Chinese-Brazilian satellite CBERS 04A completes one year in orbit

This Sunday, the CBERS 04A satellite, developed in partnership with China, completed a year in orbit. Launched on December 20, 2019 from the Chinese base in Taiyuan, the CBERS 04A satellite is the sixth satellite of the CBERS Program ( China-Brazil Earth Resources Satellite ; in Portuguese, Sino-Brazilian Earth Resources Satellite).

Throughout this first year of in-orbit operation, with a projected useful life of at least 5 years, the satellite has been providing daily remote sensing images from the national territory and other areas of the globe (using the on-board recorder) . In this first year of operation, the satellite has already distributed more than 300,000 images to government agencies, educational institutions and the private sector.

CBERS 04A is a world-class satellite, with three cameras on board, two Brazilian (MUX and WFI) and one Chinese (WPM). The multiplicity of sensors allows CBERS 04A to produce images capable of serving different applications, such as monitoring deforestation, fires, the level of reservoirs, natural disasters, agricultural expansion and the development of cities, among others. Each camera has a level of resolution capable of generating images in the necessary detail according to the application.

The WPM camera, with a spatial resolution of 2m in the panchromatic band and 8m in the multispectral bands, with a revisit of 31 days and an imaging range of 92km, is great for urban studies that require very detailed information.

The MUX camera has a spatial resolution of 20m, a 26-day revisit, an imaging range of 95km, four bands in the visible and near infrared, and produces high quality images, comparable to those produced by the best satellites in its class worldwide, being indicated for water, vegetation and agriculture studies.

The WFI camera, with a wide field of 684km, has a spatial resolution of 63m, revisits for 5 days, has good radiometric and geometric quality, and is used in applications such as the Deforestation Detection System in Real Time (DETER) and the Monitoring of the Deforestation of Brazilian Biomes by Satellite (PRODES), which provide support for the inspection and control of deforestation in the Amazon and Cerrado biomes.

A member of the International Charter Space and Major Disasters , a consortium of space agencies from various countries, INPE provides CBERS images, free of charge, for monitoring emergency situations caused by natural disasters worldwide.

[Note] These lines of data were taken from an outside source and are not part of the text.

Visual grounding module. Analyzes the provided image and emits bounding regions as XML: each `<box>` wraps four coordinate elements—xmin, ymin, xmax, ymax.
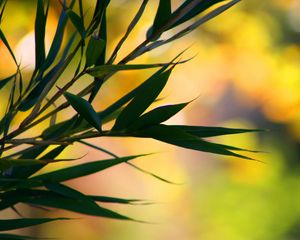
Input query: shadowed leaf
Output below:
<box><xmin>0</xmin><ymin>218</ymin><xmax>69</xmax><ymax>231</ymax></box>
<box><xmin>87</xmin><ymin>63</ymin><xmax>169</xmax><ymax>78</ymax></box>
<box><xmin>85</xmin><ymin>36</ymin><xmax>105</xmax><ymax>67</ymax></box>
<box><xmin>112</xmin><ymin>69</ymin><xmax>172</xmax><ymax>130</ymax></box>
<box><xmin>63</xmin><ymin>91</ymin><xmax>102</xmax><ymax>132</ymax></box>
<box><xmin>67</xmin><ymin>9</ymin><xmax>85</xmax><ymax>38</ymax></box>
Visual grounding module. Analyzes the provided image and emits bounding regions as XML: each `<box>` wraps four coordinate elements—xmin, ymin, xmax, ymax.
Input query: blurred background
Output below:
<box><xmin>1</xmin><ymin>0</ymin><xmax>300</xmax><ymax>239</ymax></box>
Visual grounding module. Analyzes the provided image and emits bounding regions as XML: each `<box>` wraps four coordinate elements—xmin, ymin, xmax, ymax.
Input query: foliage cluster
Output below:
<box><xmin>0</xmin><ymin>0</ymin><xmax>257</xmax><ymax>239</ymax></box>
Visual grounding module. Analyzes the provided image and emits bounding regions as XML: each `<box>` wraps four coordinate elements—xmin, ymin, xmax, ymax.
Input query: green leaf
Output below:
<box><xmin>169</xmin><ymin>0</ymin><xmax>226</xmax><ymax>29</ymax></box>
<box><xmin>44</xmin><ymin>8</ymin><xmax>68</xmax><ymax>69</ymax></box>
<box><xmin>90</xmin><ymin>195</ymin><xmax>148</xmax><ymax>205</ymax></box>
<box><xmin>171</xmin><ymin>125</ymin><xmax>262</xmax><ymax>138</ymax></box>
<box><xmin>8</xmin><ymin>189</ymin><xmax>131</xmax><ymax>220</ymax></box>
<box><xmin>9</xmin><ymin>146</ymin><xmax>66</xmax><ymax>179</ymax></box>
<box><xmin>149</xmin><ymin>0</ymin><xmax>171</xmax><ymax>38</ymax></box>
<box><xmin>0</xmin><ymin>218</ymin><xmax>68</xmax><ymax>231</ymax></box>
<box><xmin>87</xmin><ymin>63</ymin><xmax>167</xmax><ymax>78</ymax></box>
<box><xmin>129</xmin><ymin>101</ymin><xmax>190</xmax><ymax>130</ymax></box>
<box><xmin>0</xmin><ymin>233</ymin><xmax>40</xmax><ymax>240</ymax></box>
<box><xmin>3</xmin><ymin>146</ymin><xmax>48</xmax><ymax>178</ymax></box>
<box><xmin>35</xmin><ymin>0</ymin><xmax>46</xmax><ymax>70</ymax></box>
<box><xmin>112</xmin><ymin>69</ymin><xmax>172</xmax><ymax>131</ymax></box>
<box><xmin>67</xmin><ymin>9</ymin><xmax>86</xmax><ymax>39</ymax></box>
<box><xmin>0</xmin><ymin>73</ymin><xmax>16</xmax><ymax>90</ymax></box>
<box><xmin>134</xmin><ymin>124</ymin><xmax>253</xmax><ymax>160</ymax></box>
<box><xmin>44</xmin><ymin>182</ymin><xmax>98</xmax><ymax>208</ymax></box>
<box><xmin>63</xmin><ymin>91</ymin><xmax>102</xmax><ymax>132</ymax></box>
<box><xmin>85</xmin><ymin>36</ymin><xmax>105</xmax><ymax>67</ymax></box>
<box><xmin>30</xmin><ymin>155</ymin><xmax>145</xmax><ymax>184</ymax></box>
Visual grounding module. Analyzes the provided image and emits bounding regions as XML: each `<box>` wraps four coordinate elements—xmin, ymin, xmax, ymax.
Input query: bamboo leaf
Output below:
<box><xmin>129</xmin><ymin>101</ymin><xmax>190</xmax><ymax>130</ymax></box>
<box><xmin>112</xmin><ymin>69</ymin><xmax>172</xmax><ymax>131</ymax></box>
<box><xmin>63</xmin><ymin>91</ymin><xmax>102</xmax><ymax>132</ymax></box>
<box><xmin>35</xmin><ymin>0</ymin><xmax>46</xmax><ymax>70</ymax></box>
<box><xmin>169</xmin><ymin>0</ymin><xmax>226</xmax><ymax>29</ymax></box>
<box><xmin>8</xmin><ymin>189</ymin><xmax>132</xmax><ymax>220</ymax></box>
<box><xmin>0</xmin><ymin>233</ymin><xmax>41</xmax><ymax>240</ymax></box>
<box><xmin>134</xmin><ymin>124</ymin><xmax>253</xmax><ymax>160</ymax></box>
<box><xmin>0</xmin><ymin>73</ymin><xmax>16</xmax><ymax>90</ymax></box>
<box><xmin>171</xmin><ymin>125</ymin><xmax>262</xmax><ymax>138</ymax></box>
<box><xmin>67</xmin><ymin>9</ymin><xmax>85</xmax><ymax>39</ymax></box>
<box><xmin>148</xmin><ymin>0</ymin><xmax>171</xmax><ymax>38</ymax></box>
<box><xmin>44</xmin><ymin>182</ymin><xmax>100</xmax><ymax>208</ymax></box>
<box><xmin>44</xmin><ymin>8</ymin><xmax>68</xmax><ymax>69</ymax></box>
<box><xmin>0</xmin><ymin>218</ymin><xmax>69</xmax><ymax>231</ymax></box>
<box><xmin>85</xmin><ymin>36</ymin><xmax>105</xmax><ymax>67</ymax></box>
<box><xmin>3</xmin><ymin>146</ymin><xmax>48</xmax><ymax>178</ymax></box>
<box><xmin>87</xmin><ymin>63</ymin><xmax>169</xmax><ymax>78</ymax></box>
<box><xmin>90</xmin><ymin>195</ymin><xmax>148</xmax><ymax>205</ymax></box>
<box><xmin>30</xmin><ymin>155</ymin><xmax>146</xmax><ymax>183</ymax></box>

Similar to what was already happening with the CBERS-4 images, many CBERS 04A images are being used by companies in the agricultural, forestry and mining sectors. For INPE, responsible for executing the CBERS Program in Brazil, the strong demand from the private sector demonstrates that satellite images add value to business, as a source of strategic information. It is noteworthy that in 2004 INPE adopted the free data policy through the CBERS program, having influenced similar decisions taken by the USGS (United States Geological Survey) and by ESA (European Space Agency), in 2007 and in 2009, for the Landsat and Sentinel programs, respectively.

The images are available to the public in the INPE catalog and can be accessed through .

The CBERS Program was born out of an unprecedented partnership between Brazil and China in the space technical-scientific sector, signed in 1988 and completed 30 years in July 2018. With it, Brazil entered the select group of countries that hold the data generation technology of remote sensing, so important in a country the size of Brazil.

The satellites with the characteristics of the CBERS family placed Brazil and China in the category of countries with the most used satellites worldwide, such as the United States (Landsat Program – currently Landsat-8 – from NASA / USGS), India (Resourcesat) and European Union (SENTINEL 2A and 2B satellites from the European Copernicus program). Its specifications reflect the technical compromise between spatial, spectral resolution and revisit cycle that serves most satellite applications worldwide.

The program is managed by AEB (Brazilian Space Agency) and CNSA (National Space Administration of China), with technical executors INPE and CAST (Chinese Academy of Space Technology).